Cairn Server maintains graph consistency only.

Cairn Dispatcher reads the graph, schedules tasks, spins up and tears down worker containers, and is the sole writer to the protocol. Each project gets its own Worker Container; multiple Agent Workers run concurrently inside it. Agent Workers only receive a prompt and return structured output.

Results

Tencent Cloud Hackathon · AI Penetration Testing Challenge · 2nd Edition

610 teams · 1,345 participants · top universities and security firms across China

Metric	Value
Problems solved	54 / 54 — only team to AK
Final ranking	3rd

The system had never been tested before the competition.

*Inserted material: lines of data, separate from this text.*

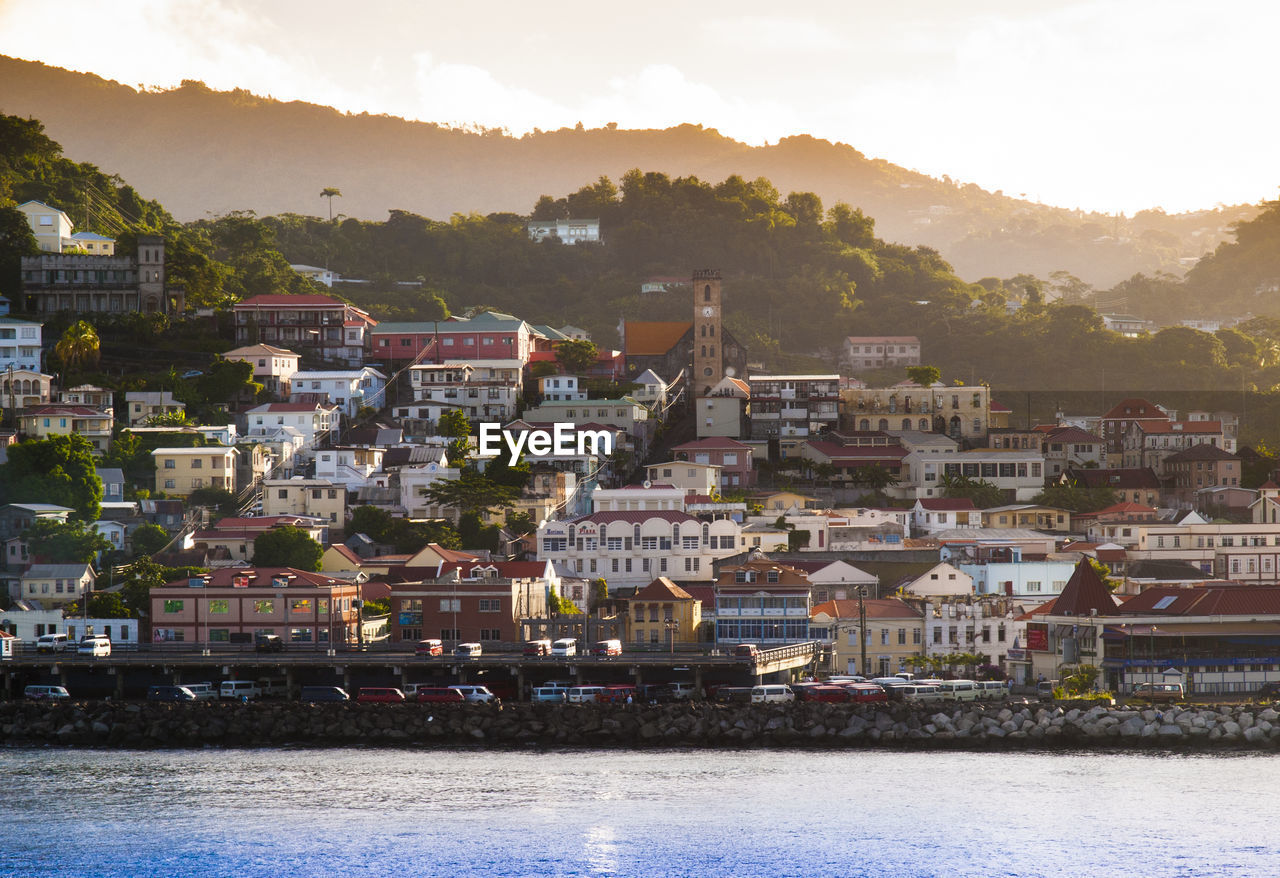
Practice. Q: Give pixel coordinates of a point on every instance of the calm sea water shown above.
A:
(401, 813)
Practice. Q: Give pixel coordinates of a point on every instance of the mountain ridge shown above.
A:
(211, 161)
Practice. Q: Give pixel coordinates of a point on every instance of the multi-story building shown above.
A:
(44, 421)
(101, 284)
(273, 366)
(179, 471)
(1148, 443)
(662, 613)
(483, 603)
(762, 600)
(319, 327)
(632, 548)
(458, 387)
(315, 424)
(1189, 472)
(314, 498)
(894, 634)
(878, 351)
(960, 412)
(348, 389)
(145, 405)
(234, 604)
(487, 335)
(795, 406)
(731, 456)
(19, 344)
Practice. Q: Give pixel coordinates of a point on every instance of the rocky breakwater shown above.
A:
(952, 726)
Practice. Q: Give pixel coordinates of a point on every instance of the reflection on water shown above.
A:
(311, 812)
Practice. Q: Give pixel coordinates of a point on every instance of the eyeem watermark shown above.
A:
(561, 440)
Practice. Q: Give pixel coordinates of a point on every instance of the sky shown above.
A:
(1110, 105)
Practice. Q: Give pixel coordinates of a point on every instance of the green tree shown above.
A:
(64, 543)
(78, 347)
(329, 192)
(576, 356)
(287, 547)
(56, 470)
(924, 375)
(147, 539)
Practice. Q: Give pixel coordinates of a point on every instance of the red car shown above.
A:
(376, 695)
(863, 693)
(439, 695)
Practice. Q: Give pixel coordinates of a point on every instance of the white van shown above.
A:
(993, 690)
(585, 694)
(238, 690)
(95, 645)
(202, 691)
(53, 643)
(959, 690)
(772, 693)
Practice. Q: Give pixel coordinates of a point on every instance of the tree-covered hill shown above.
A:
(204, 152)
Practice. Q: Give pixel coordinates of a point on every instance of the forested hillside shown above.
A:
(204, 152)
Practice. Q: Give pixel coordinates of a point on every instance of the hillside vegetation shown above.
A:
(204, 152)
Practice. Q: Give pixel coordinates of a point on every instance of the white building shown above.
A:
(350, 389)
(632, 548)
(273, 366)
(21, 343)
(314, 423)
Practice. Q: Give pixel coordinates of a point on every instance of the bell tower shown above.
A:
(708, 333)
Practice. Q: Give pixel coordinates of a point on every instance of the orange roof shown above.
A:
(649, 338)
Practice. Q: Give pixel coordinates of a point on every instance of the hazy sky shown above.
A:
(1100, 104)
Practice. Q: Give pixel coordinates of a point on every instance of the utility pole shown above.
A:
(862, 627)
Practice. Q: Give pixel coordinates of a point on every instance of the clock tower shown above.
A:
(708, 333)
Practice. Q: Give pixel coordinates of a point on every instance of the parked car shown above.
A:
(379, 695)
(46, 693)
(53, 643)
(475, 693)
(1169, 693)
(1269, 693)
(323, 694)
(439, 695)
(170, 694)
(95, 644)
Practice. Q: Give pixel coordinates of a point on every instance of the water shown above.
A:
(314, 812)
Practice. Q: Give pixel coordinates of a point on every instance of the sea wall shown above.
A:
(828, 726)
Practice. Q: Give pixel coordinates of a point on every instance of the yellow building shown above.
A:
(662, 613)
(183, 470)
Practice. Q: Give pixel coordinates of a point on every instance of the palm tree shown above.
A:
(78, 346)
(329, 192)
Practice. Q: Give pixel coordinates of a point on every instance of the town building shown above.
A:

The full pipeline came online for the first time at 4 AM on race day. No training, no tuning, no domain-specific tooling. Zero MCP tools, zero RAG, zero predefined agent roles.

Getting Started

Prerequisites

macOS or Linux
Python ≥ 3.12
Docker

Pull required images

Both setup methods require the worker container image:

docker pull --platform=linux/amd64 ghcr.io/oritera/cairn-worker-container:latest

Docker Compose (recommended)

Pull the base image used to build Cairn:

docker pull ghcr.io/astral-sh/uv:python3.13-trixie

Edit dispatch.yaml and fill in your LLM endpoints and API keys, then start both services:

docker compose up --build

This starts cairn-server on port 8000 and cairn-dispatcher once the server passes its health check. The dispatcher mounts dispatch.yaml from the project root and connects to Docker via the host socket. Data is persisted to ./datas/cairn/.

Manual

Edit dispatch.yaml and fill in your LLM endpoints and API keys, then:

# Start the server
uv run --project cairn cairn serve
 
# Run the dispatcher
uv run --project cairn cairn dispatch --config dispatch.yaml
 
# Run startup health checks only
uv run --project cairn cairn dispatch --config dispatch.yaml --startup-healthcheck-only

⚖️ License

This project is licensed under GNU AGPLv3 for personal and educational use.

Commercial Use: If you wish to use this project in a commercial or proprietary environment without the AGPL-3.0 open-source obligations, please contact me to obtain a commercial license.

Contributions: By submitting a Pull Request, you agree that your contributions may be used under both the AGPL-3.0 and the project's commercial license.